Observe that the naive estimate is way off from the truth due to strong confounding.

Next, let’s use the separate regressions approach to estimating the treatment effect. To do this we will use the R package XBART, based on another paper of mine. It can be downloaded and installed from here (but must be compiled from source).

```
fit.f1 = XBART(y[z==1],x[z==1],x,
num_sweeps = sweeps, burnin = b, num_trees = 40,num_cutpoints = 50,
tau = var(y[z==1])/20)
yhat1 = rowMeans(fit.f1$yhats_test[,(b+1):sweeps])
fit.f0 = XBART(y[z==0],x[z==0],x,
num_sweeps = sweeps, burnin = b, num_trees = 40, num_cutpoints = 50,
tau = var(y[z==0])/20)
yhat0 = rowMeans(fit.f0$yhats_test[,(b+1):sweeps])
tau.est1 <- yhat1 - yhat0
```

Next, let’s explicitly regularize the treatment effect. We will do this using the R package XBCF, which can be downloaded here.

```
xbcf_fit = XBCF(scale(y), x, x, z,
num_sweeps = sweeps, burnin = b, Nmin = 1, verbose = FALSE,
num_cutpoints = 50, max_depth = 250,
num_trees_pr = 40, tau_pr = tau1,
num_trees_trt = 40, alpha_trt = 0.7, beta_trt = 2, tau_trt = tau2)
tau.est2 = getTaus(xbcf_fit)
```

Finally, let’s do it the right way and also incorporate the estimated propensity scores. First, we estimate them. Here, we again use XBART, but your favorite classification algorithm would be okay, too.

```
fitz = XBART.multinomial(y = z, num_class = 2, X = x, Xtest = x,
num_trees = 20, num_sweeps = sweeps, max_depth=250,
Nmin=6, num_cutpoints=50, tau_a = 2, tau_b = 1,
burnin = b, verbose = FALSE, parallel = TRUE,
sample_weights_flag = TRUE, weight = 5,update_tau = TRUE)
pihat = apply(fitz$yhats_test[(b+1):sweeps,,], c(2, 3), mean)[,2]
```

With those estimates in hand, we then run XBCF again, this time including the propensity score as an extra feature.

```
xbcf_fit.ps = XBCF(scale(y), cbind(pihat,x), x, z,
num_sweeps = sweeps, burnin = b, Nmin = 1, verbose = FALSE,
num_cutpoints = 20, max_depth = 250,
num_trees_pr = 40, tau_pr = tau1,
num_trees_trt = 40, alpha_trt = 0.7, beta_trt = 2, tau_trt = tau2)
tau.est3 = getTaus(xbcf_fit.ps)
```

And now we can plot the results against the truth and compute the root mean squared estimation error of the CATEs.

```
plot(x,tau(x),type='l',ylim=c(-1.5,1.5),col='red',lty=2,lwd=2,bty='n',ylab=expression(tau))
lines(x,tau.est1,col='lightgray',lwd=3)
lines(x,tau.est2,col='blue',lwd=3)
lines(x,tau.est3,col='green',lwd=3)
```

```
rmse1 = sqrt(mean((tau(x)-tau.est1)^2))
rmse2 = sqrt(mean((tau(x)-tau.est2)^2))
rmse3 = sqrt(mean((tau(x)-tau.est3)^2))
print(round(c(rmse1,rmse2,rmse3),2))
```

`## [1] 1.03 0.43 0.17`

The pattern here is bad (gray), better (blue), best (green) from left to right. The true heterogeneous treatment effect function is depicted by the dashed red line. The third approach (the approach we advocate for in the BCF paper) is not *always* better, but it is most of the time, sometimes by a very large margin.
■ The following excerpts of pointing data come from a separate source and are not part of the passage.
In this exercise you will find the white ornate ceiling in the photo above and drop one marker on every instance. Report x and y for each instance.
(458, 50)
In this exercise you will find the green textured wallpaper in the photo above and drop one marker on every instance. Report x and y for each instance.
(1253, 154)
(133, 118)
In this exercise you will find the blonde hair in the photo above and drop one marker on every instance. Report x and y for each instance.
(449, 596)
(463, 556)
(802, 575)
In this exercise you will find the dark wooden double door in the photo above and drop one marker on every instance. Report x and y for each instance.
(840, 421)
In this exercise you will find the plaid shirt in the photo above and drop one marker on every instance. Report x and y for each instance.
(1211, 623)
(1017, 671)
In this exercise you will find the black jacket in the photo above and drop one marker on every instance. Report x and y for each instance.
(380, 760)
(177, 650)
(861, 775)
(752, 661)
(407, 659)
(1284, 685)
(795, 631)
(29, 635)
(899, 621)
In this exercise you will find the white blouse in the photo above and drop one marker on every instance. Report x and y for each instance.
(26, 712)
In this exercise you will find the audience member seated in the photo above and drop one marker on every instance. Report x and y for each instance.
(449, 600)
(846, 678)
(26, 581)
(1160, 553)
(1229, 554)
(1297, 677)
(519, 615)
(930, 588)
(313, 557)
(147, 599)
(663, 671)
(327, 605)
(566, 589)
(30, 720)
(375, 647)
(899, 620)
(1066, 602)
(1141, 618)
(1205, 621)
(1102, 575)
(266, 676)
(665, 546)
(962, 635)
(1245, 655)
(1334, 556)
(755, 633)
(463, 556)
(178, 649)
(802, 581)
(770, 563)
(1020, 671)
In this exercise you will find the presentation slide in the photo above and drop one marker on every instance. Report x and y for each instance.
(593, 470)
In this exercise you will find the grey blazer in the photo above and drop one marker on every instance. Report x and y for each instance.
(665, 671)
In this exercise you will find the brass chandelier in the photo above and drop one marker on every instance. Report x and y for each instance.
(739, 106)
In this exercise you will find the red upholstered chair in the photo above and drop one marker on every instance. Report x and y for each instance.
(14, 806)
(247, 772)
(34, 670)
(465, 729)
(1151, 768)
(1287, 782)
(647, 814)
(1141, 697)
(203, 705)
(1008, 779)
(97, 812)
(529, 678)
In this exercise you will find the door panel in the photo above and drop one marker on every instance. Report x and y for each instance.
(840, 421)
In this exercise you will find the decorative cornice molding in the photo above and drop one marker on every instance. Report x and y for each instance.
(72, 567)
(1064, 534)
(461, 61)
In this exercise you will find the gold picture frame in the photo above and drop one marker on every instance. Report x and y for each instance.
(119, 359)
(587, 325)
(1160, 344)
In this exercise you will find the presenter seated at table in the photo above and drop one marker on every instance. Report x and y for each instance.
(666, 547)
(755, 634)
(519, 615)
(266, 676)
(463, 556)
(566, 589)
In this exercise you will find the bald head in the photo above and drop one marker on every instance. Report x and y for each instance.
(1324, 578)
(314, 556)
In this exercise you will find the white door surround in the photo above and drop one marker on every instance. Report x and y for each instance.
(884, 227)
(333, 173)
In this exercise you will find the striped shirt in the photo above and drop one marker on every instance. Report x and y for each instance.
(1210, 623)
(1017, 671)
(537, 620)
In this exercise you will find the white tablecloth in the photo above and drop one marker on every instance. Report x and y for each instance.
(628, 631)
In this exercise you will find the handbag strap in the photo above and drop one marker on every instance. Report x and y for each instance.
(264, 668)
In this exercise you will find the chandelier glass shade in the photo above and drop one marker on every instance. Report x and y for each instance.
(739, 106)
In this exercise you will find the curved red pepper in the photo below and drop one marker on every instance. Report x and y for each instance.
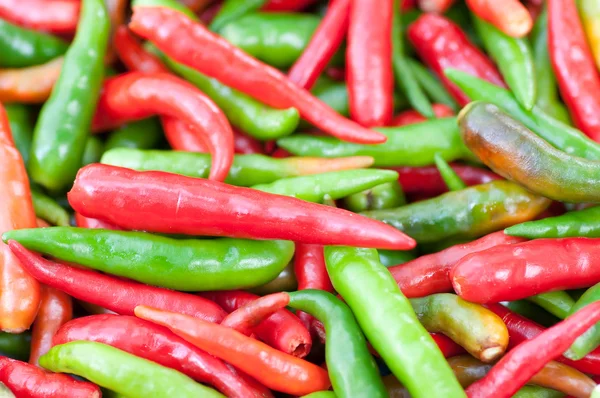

Try it out yourself, varying the sample size (\(n\)) and the two difficulty parameters (\(v\) and \(\sigma\)).

There are now many researchers working at the intersection of machine learning and causal inference. What distinguishes our work is a focus on building tools that work in practice, which requires understanding the role of regularization in causal inference and engineering methods that impose effective regularization schemes that have been calibrated to the kind of data we expect to encounter in common applications.

The software used above is the product of the hard work of many people, particularly Jared Murray, Jingyu He, Saar Yalov, Maggie Wang, and Nikolay Krantsevich.